After 10 days, with his ears ringing and a mob gathering outside the gates, the Holy See’s representative, Monsignor Jose Sebastian Laboa, told his guest he had to leave. Noriega agreed. He wrote two letters, one to his wife (“I go now on an adventure”, he told her) and one to the Pope, thanking him for his hospitality. In full military uniform, he walked through the Nunciature’s front gates – and was immediately tackled to the ground by a posse of US soldiers.
But what were the songs that broke his morale? Here is a sampling of some of the songs that brought this ruthless dictator down.
- (You’ve Got) Another Thing Coming — Judas Priest
- 50 Ways to Leave Your Lover — Paul Simon
- All Over But The Crying — Georgia Satellites
- All I Want is You — U2
- Big Shot — Billy Joel
- Blue Collar Man — Styx
- Born to Run — Bruce Springsteen
- Bring Down the Hammer — Georgia Satellites
- Change — Tears for Fears
- Cleaning Up The Town — The Bus Boys
- Crying in the Chapel — Brenda Lee
- Dancing in the Streets — David Bowie
- Danger Zone — Kenny Loggins
- Dead Man’s Party — Oingo Boingo
- Don’t Look Back — Boston
- Don’t Fear the Reaper — Blue Oyster Cult
- Don’t Close Your Eyes — Kix
- Eat My Shorts — Rick Dees
- Electric Spanking of War Babies — Funkadelic
Via The Telegraph:
Deep in the National Security Archive at George Washington University, you’ll find a report from those radio DJs detailing the part they played in bringing down a ruthless dictator.

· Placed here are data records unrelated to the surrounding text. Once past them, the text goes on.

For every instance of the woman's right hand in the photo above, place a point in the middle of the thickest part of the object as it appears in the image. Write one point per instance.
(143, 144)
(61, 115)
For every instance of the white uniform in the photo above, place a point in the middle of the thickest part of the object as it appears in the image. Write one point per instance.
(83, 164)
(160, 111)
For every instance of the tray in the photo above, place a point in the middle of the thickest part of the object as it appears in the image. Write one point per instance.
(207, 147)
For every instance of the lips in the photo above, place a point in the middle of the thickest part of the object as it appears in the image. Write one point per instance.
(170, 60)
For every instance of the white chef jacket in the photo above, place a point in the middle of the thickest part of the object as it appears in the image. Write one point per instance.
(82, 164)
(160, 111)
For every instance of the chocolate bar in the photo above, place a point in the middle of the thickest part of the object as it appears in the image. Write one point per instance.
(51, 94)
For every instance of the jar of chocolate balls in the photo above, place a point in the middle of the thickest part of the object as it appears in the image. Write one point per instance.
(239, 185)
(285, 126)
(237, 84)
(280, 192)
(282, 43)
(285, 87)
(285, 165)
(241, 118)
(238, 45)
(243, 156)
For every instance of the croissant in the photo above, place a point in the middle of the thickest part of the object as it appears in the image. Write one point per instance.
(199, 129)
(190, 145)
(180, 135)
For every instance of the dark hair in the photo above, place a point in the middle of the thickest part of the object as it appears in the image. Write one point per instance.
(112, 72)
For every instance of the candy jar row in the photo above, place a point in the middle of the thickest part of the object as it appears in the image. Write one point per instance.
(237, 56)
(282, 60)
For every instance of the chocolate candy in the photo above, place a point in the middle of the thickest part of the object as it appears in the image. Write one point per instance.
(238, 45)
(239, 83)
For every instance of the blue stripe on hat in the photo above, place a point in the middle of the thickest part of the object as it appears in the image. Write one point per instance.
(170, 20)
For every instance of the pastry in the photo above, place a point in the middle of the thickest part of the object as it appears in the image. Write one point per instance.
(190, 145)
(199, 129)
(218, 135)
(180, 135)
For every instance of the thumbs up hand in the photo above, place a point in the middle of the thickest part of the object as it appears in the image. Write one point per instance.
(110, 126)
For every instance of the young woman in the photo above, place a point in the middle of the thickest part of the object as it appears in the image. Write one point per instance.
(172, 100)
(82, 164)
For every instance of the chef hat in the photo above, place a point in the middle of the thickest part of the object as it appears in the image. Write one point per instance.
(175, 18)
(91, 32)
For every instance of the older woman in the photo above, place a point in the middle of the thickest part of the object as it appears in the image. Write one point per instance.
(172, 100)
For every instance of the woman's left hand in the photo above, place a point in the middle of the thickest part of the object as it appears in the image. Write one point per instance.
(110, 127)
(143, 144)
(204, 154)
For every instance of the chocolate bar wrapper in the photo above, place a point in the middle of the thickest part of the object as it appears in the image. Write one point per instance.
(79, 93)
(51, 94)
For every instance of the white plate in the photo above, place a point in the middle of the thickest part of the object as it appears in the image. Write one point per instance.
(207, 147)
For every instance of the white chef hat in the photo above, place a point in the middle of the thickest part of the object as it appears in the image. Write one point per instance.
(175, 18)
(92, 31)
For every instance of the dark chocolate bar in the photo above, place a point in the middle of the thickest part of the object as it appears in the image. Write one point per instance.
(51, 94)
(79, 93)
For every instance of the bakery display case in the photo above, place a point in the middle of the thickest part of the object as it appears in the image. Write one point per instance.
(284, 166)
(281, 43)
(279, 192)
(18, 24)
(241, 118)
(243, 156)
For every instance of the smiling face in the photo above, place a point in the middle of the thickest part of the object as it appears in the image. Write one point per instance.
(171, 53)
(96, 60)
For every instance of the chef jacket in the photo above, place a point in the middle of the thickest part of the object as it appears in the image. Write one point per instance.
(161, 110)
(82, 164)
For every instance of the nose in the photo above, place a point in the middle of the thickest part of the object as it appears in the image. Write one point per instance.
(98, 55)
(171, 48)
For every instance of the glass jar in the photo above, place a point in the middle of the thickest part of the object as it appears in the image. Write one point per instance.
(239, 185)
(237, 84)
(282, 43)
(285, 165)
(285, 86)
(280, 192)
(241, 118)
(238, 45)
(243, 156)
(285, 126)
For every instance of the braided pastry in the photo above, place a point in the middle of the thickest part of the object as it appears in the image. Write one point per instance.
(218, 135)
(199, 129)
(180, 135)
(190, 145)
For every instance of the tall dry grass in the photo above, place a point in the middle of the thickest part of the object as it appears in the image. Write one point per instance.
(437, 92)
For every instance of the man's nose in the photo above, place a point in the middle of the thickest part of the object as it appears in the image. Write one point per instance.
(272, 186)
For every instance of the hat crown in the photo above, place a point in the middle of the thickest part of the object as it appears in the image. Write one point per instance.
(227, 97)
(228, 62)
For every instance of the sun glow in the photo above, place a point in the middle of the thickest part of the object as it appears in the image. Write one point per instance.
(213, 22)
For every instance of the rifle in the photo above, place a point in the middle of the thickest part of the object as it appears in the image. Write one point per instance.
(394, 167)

“On 27 December someone who identified himself as a member of the PSYOPS [psychological operations] team from Fort Bragg called to tell us what they were doing with their loud speakers,” the report reads. But PSYOPS needn’t have bothered – the station team knew all about it already: the musical stand-off had already been covered on radio and TV news, and was given constant rolling coverage by CNN.
“We had been receiving requests with a ‘musical message’, for Noriega either by the words or the song title, but as soon as the media picked up on the story, those types of requests increased dramatically,” the report explains, listing 95 of the more amusing requests.
A few song-titles say it all. Thanks to their call-in request line, Noriega was repeatedly told he had “Nowhere to Run” and “No Particular Place to Go”. He was a “Prisoner of Rock and Roll”, with “No Alibis”, “Wanted Dead Or Alive”. His state of mind was imaginably best captured in a novelty single by one-hit-wonder Napoleon XIV: “They’re Coming to Take Me Away, Ha-Haaa!”
You can read the entire list of music HERE if you would like.
I have to admit this is pretty funny to me and I can’t stop laughing. Some of the songs on this list are just epic but brought this asshat to his knees. I am glad that this monster is gone and we can move on from that disaster already.
I think now in remembrance of Noriega I will listen to a little Blue Oyster Cult now, what about you?